Il est difficile d’arriver à un consensus sur le bien-être animal du fait que cela dépend de nos propres valeurs morales, culture et environnement (Furnham et al., 2003). David Fraser, un des pionniers de la question du bien-être animal, illustre très bien ce postulat dans son livre « Understanding Animal Welfare » (Fraser, 2008) par l’histoire de deux propriétaires de chiens qui ont des croyances opposées sur le bien-être de leur compagnon et qui se sentent tous les deux désolés pour le chien de l’autre. L’un est persuadé qu’un chien a besoin de cadre (une laisse, des repas mesures donnés à heures fixes, une propreté exemplaire) alors que l’autre considère qu’un chien a besoin de s’exprimer librement (sans laisse, repas variables, propreté autogérée). Tous deux ont à la fois raison et tort, car en fait le bien-être d’un animal dépend d’une multitude de facteurs, dont sa personnalité (Mason and Mendl, 1993). De ce fait, les études scientifiques sur les préférences des animaux en termes de conditions de vie (espace des enclos, type d’alimentation, jouets…) sont parfois non-conclusives car les animaux étudiés présentent des différences inter-individuelles, ce qui rend difficile la généralisation de bonnes pratiques. Prenons un exemple simple : il existe des chats qui ne supportent pas d’être dehors et d’autres qui profiteront de la moindre ouverture de porte pour s’enfuir.

Pourquoi le bien-être animal est-il un sujet sensible ?

Le problème principal associé au bien-être animal est que la critique s’adresse aux détenteurs d’animaux (éleveurs, propriétaires…), qui sont souvent persuadés (de par leur éducation ou expérience) de bien faire et d’assurer une belle vie à leurs animaux.
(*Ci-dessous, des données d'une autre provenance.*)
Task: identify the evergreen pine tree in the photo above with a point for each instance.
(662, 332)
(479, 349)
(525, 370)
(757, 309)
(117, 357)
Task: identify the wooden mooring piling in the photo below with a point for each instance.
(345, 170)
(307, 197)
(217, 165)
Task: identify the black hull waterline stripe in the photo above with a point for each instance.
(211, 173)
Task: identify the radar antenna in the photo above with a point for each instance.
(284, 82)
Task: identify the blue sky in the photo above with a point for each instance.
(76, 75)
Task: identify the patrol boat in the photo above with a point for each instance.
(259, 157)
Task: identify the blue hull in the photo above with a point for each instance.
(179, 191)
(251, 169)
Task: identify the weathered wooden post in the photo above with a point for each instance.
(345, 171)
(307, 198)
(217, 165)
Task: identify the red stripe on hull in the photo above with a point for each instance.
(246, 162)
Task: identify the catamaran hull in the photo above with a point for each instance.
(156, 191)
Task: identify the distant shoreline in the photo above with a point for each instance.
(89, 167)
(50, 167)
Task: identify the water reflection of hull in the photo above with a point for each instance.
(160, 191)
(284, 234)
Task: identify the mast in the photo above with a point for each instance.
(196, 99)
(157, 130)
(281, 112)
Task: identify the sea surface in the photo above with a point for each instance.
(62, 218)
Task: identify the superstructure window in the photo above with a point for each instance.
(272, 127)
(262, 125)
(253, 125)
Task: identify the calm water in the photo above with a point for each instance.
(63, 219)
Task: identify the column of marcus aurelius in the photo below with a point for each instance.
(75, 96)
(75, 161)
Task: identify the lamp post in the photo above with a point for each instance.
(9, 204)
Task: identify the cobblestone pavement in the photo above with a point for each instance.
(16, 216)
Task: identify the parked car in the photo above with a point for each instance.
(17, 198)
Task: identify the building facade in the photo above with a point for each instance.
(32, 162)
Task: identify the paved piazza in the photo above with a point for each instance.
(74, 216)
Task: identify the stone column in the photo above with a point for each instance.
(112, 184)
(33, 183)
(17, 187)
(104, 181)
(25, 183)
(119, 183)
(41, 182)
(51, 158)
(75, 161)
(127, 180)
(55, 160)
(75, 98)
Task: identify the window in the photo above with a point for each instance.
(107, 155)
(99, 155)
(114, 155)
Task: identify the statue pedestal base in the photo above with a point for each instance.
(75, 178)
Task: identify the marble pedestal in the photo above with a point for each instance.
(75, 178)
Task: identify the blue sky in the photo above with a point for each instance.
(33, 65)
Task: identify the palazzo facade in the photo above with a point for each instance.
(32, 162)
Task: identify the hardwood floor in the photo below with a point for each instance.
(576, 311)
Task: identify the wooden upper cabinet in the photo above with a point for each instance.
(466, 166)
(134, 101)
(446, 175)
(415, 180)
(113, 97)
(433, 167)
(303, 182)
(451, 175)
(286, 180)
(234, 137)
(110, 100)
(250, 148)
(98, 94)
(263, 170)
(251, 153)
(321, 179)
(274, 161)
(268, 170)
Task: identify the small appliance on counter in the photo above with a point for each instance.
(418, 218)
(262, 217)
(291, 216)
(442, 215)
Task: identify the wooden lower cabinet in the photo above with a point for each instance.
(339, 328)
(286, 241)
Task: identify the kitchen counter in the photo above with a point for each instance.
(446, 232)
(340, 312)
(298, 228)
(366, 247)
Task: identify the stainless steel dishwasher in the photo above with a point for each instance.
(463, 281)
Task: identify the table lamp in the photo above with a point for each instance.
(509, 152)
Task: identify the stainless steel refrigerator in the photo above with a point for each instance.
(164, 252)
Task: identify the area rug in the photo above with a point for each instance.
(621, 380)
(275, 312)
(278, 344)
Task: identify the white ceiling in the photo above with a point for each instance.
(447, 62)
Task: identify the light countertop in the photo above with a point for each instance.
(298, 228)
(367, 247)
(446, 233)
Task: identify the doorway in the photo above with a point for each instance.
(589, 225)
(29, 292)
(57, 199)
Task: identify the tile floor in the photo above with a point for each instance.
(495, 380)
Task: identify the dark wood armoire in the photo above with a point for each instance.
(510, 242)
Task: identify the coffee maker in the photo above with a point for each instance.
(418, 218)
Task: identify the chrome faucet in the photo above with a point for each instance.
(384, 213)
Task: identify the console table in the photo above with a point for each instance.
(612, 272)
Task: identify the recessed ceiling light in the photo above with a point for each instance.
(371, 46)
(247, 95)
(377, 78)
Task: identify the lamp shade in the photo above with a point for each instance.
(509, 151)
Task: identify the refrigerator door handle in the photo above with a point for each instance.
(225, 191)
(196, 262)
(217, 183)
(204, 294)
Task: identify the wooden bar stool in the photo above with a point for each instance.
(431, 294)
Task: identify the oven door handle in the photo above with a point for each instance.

Bien souvent les « maltraitances » sont dues à de l’ignorance, de la mauvaise information ou des croyances anciennes jamais remises en cause. Il est difficile pour un propriétaire d’animaux de compagnie de s’entendre dire que son compagnon n’est pas complètement heureux, ou pour les visiteurs de zoo et spectateurs de cirque qu’ils participent à un système d’exploitation des animaux. Néanmoins il est important de remettre en question ce qu’on nous a inculqué, car chaque jour, de nouvelles preuves scientifiques émergent sur la capacité des animaux à ressentir des émotions et à en pâtir.

Références

Broom, D.M., 1991. Animal welfare: concepts and measurement. Journal of Animal Science 69, 4167–4175.

Fraser, D., 2008. Animal welfare in context, in: Kirkwood, J.K., Hubrecht, R.C. (Eds.), Understanding Animal Welfare. University Federation for Animal Welfare, Oxford, United Kingdom, pp. 1–78.

Furnham, A., Mcmanus, C., Scott, D., 2003. Personality, empathy and attitudes to animal welfare. Anthrozoös 16, 135–146. https://doi.org/10.2752/089279303786992260

Larrere, C., Larrere, R., 1997. le contrat domestique. Courrier de l’Environnement de l’INRA 30, 5–17.

Mason, G., Mendl, M., 1993. Why is there no simple way of measuring animal welfare ? Animal Welfare 2, 301–319.